F-7: PR Context Detection Is CI-Only
Severity: Low — documentation gap Location: hotspots-core/src/git.rs (detect_pr_context)
Description: PR detection relies on CI environment variables (GITHUB_BASE_REF, CI, PULL_REQUEST, etc.). Running hotspots analyze --mode snapshot locally on a PR branch will be detected as mainline and will persist a snapshot for that commit, which may not be desired.

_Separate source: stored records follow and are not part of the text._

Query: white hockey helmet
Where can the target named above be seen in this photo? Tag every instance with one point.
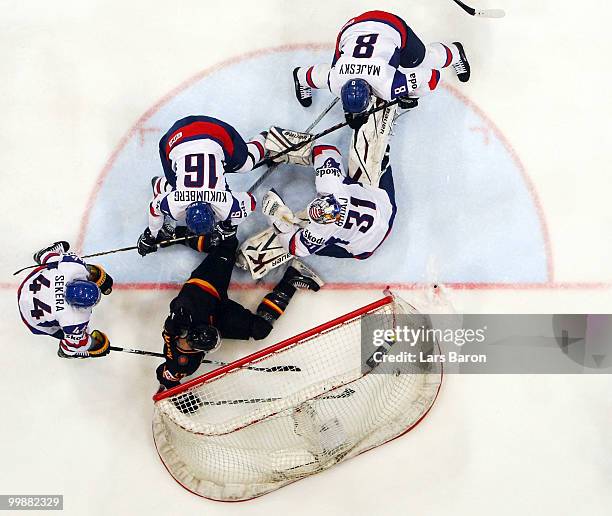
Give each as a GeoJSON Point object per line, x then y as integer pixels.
{"type": "Point", "coordinates": [324, 210]}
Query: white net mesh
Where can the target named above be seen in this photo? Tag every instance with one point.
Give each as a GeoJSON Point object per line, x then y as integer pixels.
{"type": "Point", "coordinates": [243, 433]}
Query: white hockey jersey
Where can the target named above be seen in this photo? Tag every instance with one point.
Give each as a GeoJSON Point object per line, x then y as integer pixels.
{"type": "Point", "coordinates": [369, 50]}
{"type": "Point", "coordinates": [367, 214]}
{"type": "Point", "coordinates": [197, 153]}
{"type": "Point", "coordinates": [42, 304]}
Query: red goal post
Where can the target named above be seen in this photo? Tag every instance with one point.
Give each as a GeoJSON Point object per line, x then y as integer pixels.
{"type": "Point", "coordinates": [235, 433]}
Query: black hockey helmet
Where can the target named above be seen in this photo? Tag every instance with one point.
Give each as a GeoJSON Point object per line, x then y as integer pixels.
{"type": "Point", "coordinates": [204, 338]}
{"type": "Point", "coordinates": [179, 322]}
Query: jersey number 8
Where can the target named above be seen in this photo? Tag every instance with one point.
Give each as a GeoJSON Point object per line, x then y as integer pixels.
{"type": "Point", "coordinates": [365, 46]}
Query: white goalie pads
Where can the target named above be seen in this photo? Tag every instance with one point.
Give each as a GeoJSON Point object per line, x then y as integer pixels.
{"type": "Point", "coordinates": [261, 253]}
{"type": "Point", "coordinates": [368, 145]}
{"type": "Point", "coordinates": [279, 140]}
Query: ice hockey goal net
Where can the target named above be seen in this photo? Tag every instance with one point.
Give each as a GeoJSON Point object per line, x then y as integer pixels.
{"type": "Point", "coordinates": [237, 433]}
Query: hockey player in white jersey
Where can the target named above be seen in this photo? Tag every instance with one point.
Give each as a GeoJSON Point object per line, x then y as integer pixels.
{"type": "Point", "coordinates": [196, 154]}
{"type": "Point", "coordinates": [57, 299]}
{"type": "Point", "coordinates": [347, 219]}
{"type": "Point", "coordinates": [378, 54]}
{"type": "Point", "coordinates": [378, 58]}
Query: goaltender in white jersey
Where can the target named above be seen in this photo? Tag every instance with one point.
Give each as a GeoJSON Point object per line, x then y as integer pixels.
{"type": "Point", "coordinates": [57, 299]}
{"type": "Point", "coordinates": [347, 219]}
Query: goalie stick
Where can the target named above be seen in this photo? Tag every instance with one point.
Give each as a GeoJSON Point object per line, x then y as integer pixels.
{"type": "Point", "coordinates": [331, 129]}
{"type": "Point", "coordinates": [344, 394]}
{"type": "Point", "coordinates": [272, 167]}
{"type": "Point", "coordinates": [274, 369]}
{"type": "Point", "coordinates": [120, 250]}
{"type": "Point", "coordinates": [482, 13]}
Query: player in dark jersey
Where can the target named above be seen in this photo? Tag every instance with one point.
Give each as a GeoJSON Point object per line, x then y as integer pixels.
{"type": "Point", "coordinates": [202, 314]}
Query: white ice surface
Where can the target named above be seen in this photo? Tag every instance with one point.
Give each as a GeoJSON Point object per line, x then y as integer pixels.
{"type": "Point", "coordinates": [76, 76]}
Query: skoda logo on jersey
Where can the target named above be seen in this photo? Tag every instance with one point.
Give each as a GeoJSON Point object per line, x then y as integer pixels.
{"type": "Point", "coordinates": [413, 81]}
{"type": "Point", "coordinates": [331, 166]}
{"type": "Point", "coordinates": [174, 139]}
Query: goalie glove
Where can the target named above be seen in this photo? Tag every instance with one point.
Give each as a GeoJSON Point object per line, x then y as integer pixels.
{"type": "Point", "coordinates": [279, 215]}
{"type": "Point", "coordinates": [279, 140]}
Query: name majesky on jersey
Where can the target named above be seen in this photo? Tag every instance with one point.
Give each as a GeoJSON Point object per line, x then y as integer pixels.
{"type": "Point", "coordinates": [356, 69]}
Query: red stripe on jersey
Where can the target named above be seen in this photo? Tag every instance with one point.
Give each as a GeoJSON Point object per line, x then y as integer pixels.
{"type": "Point", "coordinates": [28, 277]}
{"type": "Point", "coordinates": [380, 16]}
{"type": "Point", "coordinates": [292, 243]}
{"type": "Point", "coordinates": [435, 79]}
{"type": "Point", "coordinates": [309, 77]}
{"type": "Point", "coordinates": [259, 148]}
{"type": "Point", "coordinates": [200, 129]}
{"type": "Point", "coordinates": [319, 149]}
{"type": "Point", "coordinates": [449, 56]}
{"type": "Point", "coordinates": [49, 256]}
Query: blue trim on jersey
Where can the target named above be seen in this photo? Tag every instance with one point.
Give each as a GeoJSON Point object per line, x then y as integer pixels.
{"type": "Point", "coordinates": [399, 87]}
{"type": "Point", "coordinates": [232, 163]}
{"type": "Point", "coordinates": [394, 61]}
{"type": "Point", "coordinates": [164, 207]}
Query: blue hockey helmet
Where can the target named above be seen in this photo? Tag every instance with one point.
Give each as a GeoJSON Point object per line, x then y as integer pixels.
{"type": "Point", "coordinates": [200, 218]}
{"type": "Point", "coordinates": [324, 210]}
{"type": "Point", "coordinates": [82, 293]}
{"type": "Point", "coordinates": [355, 96]}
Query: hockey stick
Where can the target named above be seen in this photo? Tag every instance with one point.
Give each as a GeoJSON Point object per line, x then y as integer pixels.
{"type": "Point", "coordinates": [274, 369]}
{"type": "Point", "coordinates": [344, 394]}
{"type": "Point", "coordinates": [120, 250]}
{"type": "Point", "coordinates": [482, 13]}
{"type": "Point", "coordinates": [253, 187]}
{"type": "Point", "coordinates": [273, 167]}
{"type": "Point", "coordinates": [329, 130]}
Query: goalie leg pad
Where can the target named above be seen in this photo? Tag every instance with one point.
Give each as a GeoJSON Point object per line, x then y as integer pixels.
{"type": "Point", "coordinates": [368, 146]}
{"type": "Point", "coordinates": [279, 140]}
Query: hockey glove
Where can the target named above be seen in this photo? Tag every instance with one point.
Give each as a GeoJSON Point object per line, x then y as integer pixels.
{"type": "Point", "coordinates": [147, 243]}
{"type": "Point", "coordinates": [101, 345]}
{"type": "Point", "coordinates": [100, 277]}
{"type": "Point", "coordinates": [408, 102]}
{"type": "Point", "coordinates": [355, 121]}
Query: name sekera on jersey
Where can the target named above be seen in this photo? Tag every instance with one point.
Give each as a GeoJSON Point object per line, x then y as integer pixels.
{"type": "Point", "coordinates": [60, 300]}
{"type": "Point", "coordinates": [200, 196]}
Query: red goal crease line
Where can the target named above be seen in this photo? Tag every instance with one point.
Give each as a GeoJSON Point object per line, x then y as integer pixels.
{"type": "Point", "coordinates": [555, 285]}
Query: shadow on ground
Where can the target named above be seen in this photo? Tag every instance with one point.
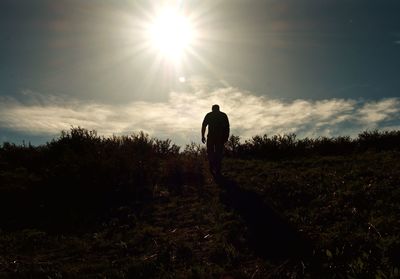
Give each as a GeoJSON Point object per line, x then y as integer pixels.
{"type": "Point", "coordinates": [271, 236]}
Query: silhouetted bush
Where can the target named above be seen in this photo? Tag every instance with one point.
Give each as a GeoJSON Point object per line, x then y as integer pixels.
{"type": "Point", "coordinates": [80, 175]}
{"type": "Point", "coordinates": [288, 146]}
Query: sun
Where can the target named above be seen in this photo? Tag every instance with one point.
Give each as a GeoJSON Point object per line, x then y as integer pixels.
{"type": "Point", "coordinates": [171, 34]}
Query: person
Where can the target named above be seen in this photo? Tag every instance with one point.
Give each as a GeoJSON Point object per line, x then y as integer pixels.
{"type": "Point", "coordinates": [218, 134]}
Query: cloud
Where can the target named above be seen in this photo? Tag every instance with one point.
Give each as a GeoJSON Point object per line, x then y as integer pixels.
{"type": "Point", "coordinates": [180, 117]}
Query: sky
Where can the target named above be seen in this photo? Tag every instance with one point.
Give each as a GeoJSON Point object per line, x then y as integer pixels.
{"type": "Point", "coordinates": [314, 68]}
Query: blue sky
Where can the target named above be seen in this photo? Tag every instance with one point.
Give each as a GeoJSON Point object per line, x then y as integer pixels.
{"type": "Point", "coordinates": [316, 68]}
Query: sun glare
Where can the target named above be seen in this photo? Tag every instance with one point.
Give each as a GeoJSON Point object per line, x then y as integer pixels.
{"type": "Point", "coordinates": [171, 34]}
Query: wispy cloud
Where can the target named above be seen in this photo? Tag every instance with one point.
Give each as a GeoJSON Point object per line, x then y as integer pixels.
{"type": "Point", "coordinates": [180, 117]}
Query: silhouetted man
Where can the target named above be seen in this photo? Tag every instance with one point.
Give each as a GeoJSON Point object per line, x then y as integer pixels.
{"type": "Point", "coordinates": [218, 134]}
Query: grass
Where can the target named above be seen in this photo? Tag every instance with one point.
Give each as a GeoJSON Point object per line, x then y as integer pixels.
{"type": "Point", "coordinates": [83, 206]}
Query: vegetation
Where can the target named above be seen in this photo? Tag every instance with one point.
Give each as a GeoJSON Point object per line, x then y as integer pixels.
{"type": "Point", "coordinates": [137, 207]}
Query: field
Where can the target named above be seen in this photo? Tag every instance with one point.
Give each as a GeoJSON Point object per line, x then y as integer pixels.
{"type": "Point", "coordinates": [136, 207]}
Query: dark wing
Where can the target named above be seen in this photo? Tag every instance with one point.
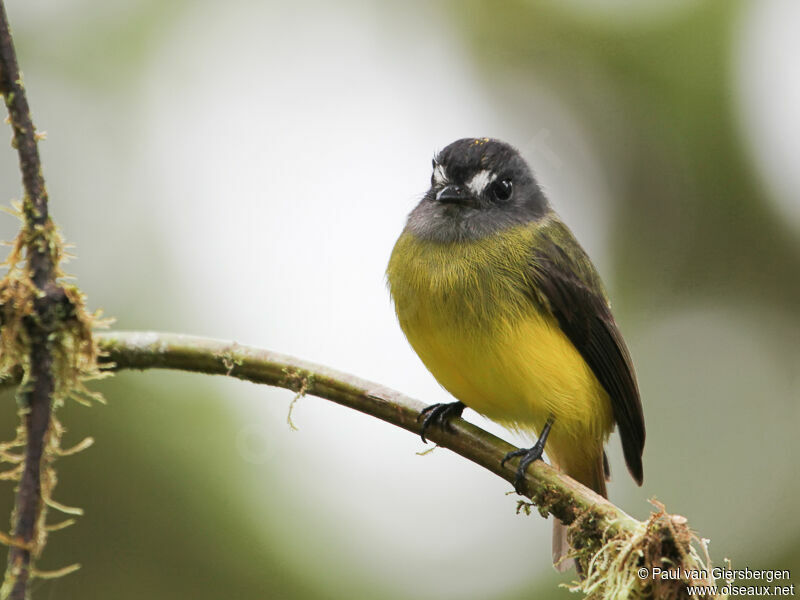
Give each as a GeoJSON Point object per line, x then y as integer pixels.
{"type": "Point", "coordinates": [571, 289]}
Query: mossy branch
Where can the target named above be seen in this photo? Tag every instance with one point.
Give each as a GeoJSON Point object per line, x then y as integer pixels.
{"type": "Point", "coordinates": [45, 340]}
{"type": "Point", "coordinates": [609, 544]}
{"type": "Point", "coordinates": [42, 263]}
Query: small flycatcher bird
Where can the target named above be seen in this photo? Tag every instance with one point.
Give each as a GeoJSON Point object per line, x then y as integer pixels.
{"type": "Point", "coordinates": [508, 313]}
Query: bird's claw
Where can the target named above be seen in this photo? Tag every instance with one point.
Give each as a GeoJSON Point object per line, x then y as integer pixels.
{"type": "Point", "coordinates": [439, 414]}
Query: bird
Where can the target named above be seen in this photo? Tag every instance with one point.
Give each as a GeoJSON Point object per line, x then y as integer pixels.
{"type": "Point", "coordinates": [506, 310]}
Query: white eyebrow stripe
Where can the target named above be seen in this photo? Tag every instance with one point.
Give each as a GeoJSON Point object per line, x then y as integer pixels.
{"type": "Point", "coordinates": [480, 180]}
{"type": "Point", "coordinates": [439, 175]}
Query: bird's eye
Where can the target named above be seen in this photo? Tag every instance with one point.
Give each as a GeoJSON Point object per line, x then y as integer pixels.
{"type": "Point", "coordinates": [501, 190]}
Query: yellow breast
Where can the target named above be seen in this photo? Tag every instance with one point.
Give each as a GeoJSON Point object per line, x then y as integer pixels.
{"type": "Point", "coordinates": [469, 312]}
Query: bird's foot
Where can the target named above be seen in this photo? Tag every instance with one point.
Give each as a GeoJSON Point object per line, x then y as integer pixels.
{"type": "Point", "coordinates": [439, 414]}
{"type": "Point", "coordinates": [528, 456]}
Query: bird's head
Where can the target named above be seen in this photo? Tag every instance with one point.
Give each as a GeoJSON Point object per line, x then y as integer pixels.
{"type": "Point", "coordinates": [479, 186]}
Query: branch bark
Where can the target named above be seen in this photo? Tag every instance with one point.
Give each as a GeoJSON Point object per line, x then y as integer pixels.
{"type": "Point", "coordinates": [42, 266]}
{"type": "Point", "coordinates": [612, 548]}
{"type": "Point", "coordinates": [552, 491]}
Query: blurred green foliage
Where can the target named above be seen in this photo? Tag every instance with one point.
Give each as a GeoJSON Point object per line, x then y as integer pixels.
{"type": "Point", "coordinates": [691, 229]}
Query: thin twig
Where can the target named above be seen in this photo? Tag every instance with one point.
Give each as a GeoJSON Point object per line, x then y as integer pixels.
{"type": "Point", "coordinates": [42, 266]}
{"type": "Point", "coordinates": [552, 491]}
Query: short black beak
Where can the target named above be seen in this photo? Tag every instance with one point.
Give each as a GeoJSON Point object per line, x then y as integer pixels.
{"type": "Point", "coordinates": [452, 194]}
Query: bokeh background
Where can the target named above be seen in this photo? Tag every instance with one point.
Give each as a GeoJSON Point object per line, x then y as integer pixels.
{"type": "Point", "coordinates": [242, 169]}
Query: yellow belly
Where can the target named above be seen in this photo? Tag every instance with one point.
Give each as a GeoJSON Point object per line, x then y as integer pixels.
{"type": "Point", "coordinates": [501, 354]}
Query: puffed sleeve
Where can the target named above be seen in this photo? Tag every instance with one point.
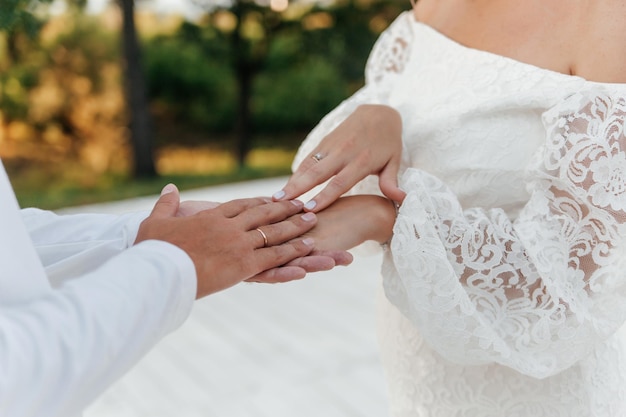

The architecture doc mentions "Detect PR context (best-effort, CI env vars only)" but the "best-effort" qualifier is easy to overlook and the local-branch implication is not spelled out.
Impact:
- Local development on PR branches generates snapshots indexed as mainline
- Could pollute the snapshot history with PR commits if developer runs snapshot mode locally
What the doc should say: Explicitly note that --mode snapshot run locally on any branch (including feature branches) will persist a snapshot. PR detection only suppresses persistence in CI environments that set standard PR environment variables.
F-8: Trend Analysis Module Is Undocumented
Severity: Low — documentation gap Location: hotspots-core/src/trends.rs, hotspots-cli/src/main.rs (Commands::Trends)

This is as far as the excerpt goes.